Increasingly, I think we’re going to see these data information services offer a blend of approaches. Social media to generate a lot of contacts at no editorial cost. Crawling technology to mine public information on the web. And traditional editorial services where real humans can add value. Bottom line: Customers are going to be looking for a service that gives them reliable information at an attractive cost.

In short, data publishing seems destined to go through the same sort of wrenching changes as newspapers and magazines. Social and other automated methods have encroached on traditional journalism, but the old and new ways can live happily together in new business models.

So far, it looks like Jigsaw is well positioned (and funded) to leverage social-driven strategies in this market. Jigsaw could become another big player, or get an offer its investors can’t refuse and end up integrated into other large services. Either way, social media will help bring costs down and provide a useful service for marketing and sales professionals.


  1. I have been a strong user and supporter of Jigsaw for approx 3 years now and have found it to be a GREAT advantage to me in the business space. I have many collegues talk about using their competitors, but why? Companies such as D&B, Hoovers, NetProspex, and others actually get their data from Jigsaw! Don’t believe me? Ask them! Why would you pay for a service that is simply getting their data from the same place you could for free?

    From the eyes of a VP of Information Technology and Director of Business Development: I recommend Jigsaw over ANY other data source. Take that Data Dinosaurs!

  2. Doesn’t Spoke do a similar thing?

    The invention of Social Networks could possibly make Jim’s model redundant unless he embraces it. On Social Networks, people (including business people) are happy to not only offer their contact information and other rich data for free, but also fairly frequently type “I need…”, “Who can recommend a…”, “Do you know someone who can…” etc. In other words, express a business need which is a lead for someone else.

    Who needs to buy, or exchange, vast swathes of unqualified contact data when Social Networks provide a mechanism for people to express a specific need to which someone else can provide a solution?

    There’s no sales lead without a business need. Contact data is cheap these days. Real sales leads are where the value is.

    Ian Hendry
    CEO, WeCanDo.BIZ

  3. Ian,

    As someone who has founded a company in a similar space I’m surprised you don’t understand the difference between Spoke and Jigsaw.

    That said, I think it interesting to look at the history of Spoke, especially vis-a-vis LinkedIn. When they started back in 2002/2003 Spoke was the market leader. They were bigger than LinkedIn. Now, LinkedIn is a global brand and Spoke is continuing to evolve its business model and is a fraction of the size.


    Spoke concentrated on sales and LinkedIn concentrated on Recruiting.
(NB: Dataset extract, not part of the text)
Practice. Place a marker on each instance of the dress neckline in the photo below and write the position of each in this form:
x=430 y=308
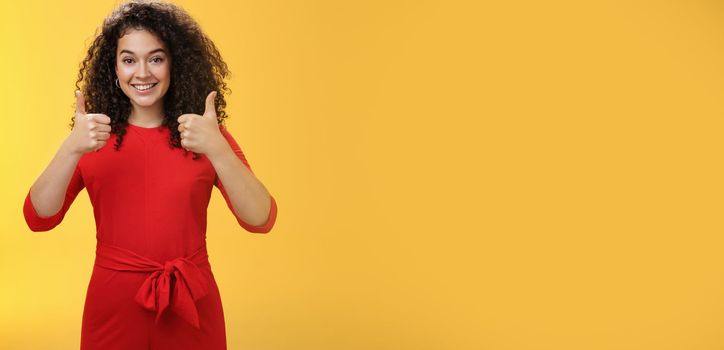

At the time I predicted Spoke would fail. Professionals will refer people into their networks all day long to hook someone they don’t know up with a job. Referring sales people into your network so they can sell something is socially unacceptable and almost never happens – except for people with huge amounts of relationship capital, like VCs.

    What we do agree on is that getting a referral for a sale is manna from heaven. What I think you’ll find, as Spoke did, is that it just doesn’t happen often enough for 99% of all sales reps to make a number on it.

    At the end of the day sales reps need contact data with which they can contact prospects directly and attempt to establish a relationship. This is the starting point. If you can get a referral you should absolutely do it, but I sure wouldn’t bet my number on it.

    One last point: We do embrace Social/Business networking, but we do it as any good wiki should – by providing a link to the best social networking information commercially available. Every business card on Jigsaw has a link to the LinkedIn profile of the record. LinkedIn currently owns business social networking. As other emerge we’ll link to them too.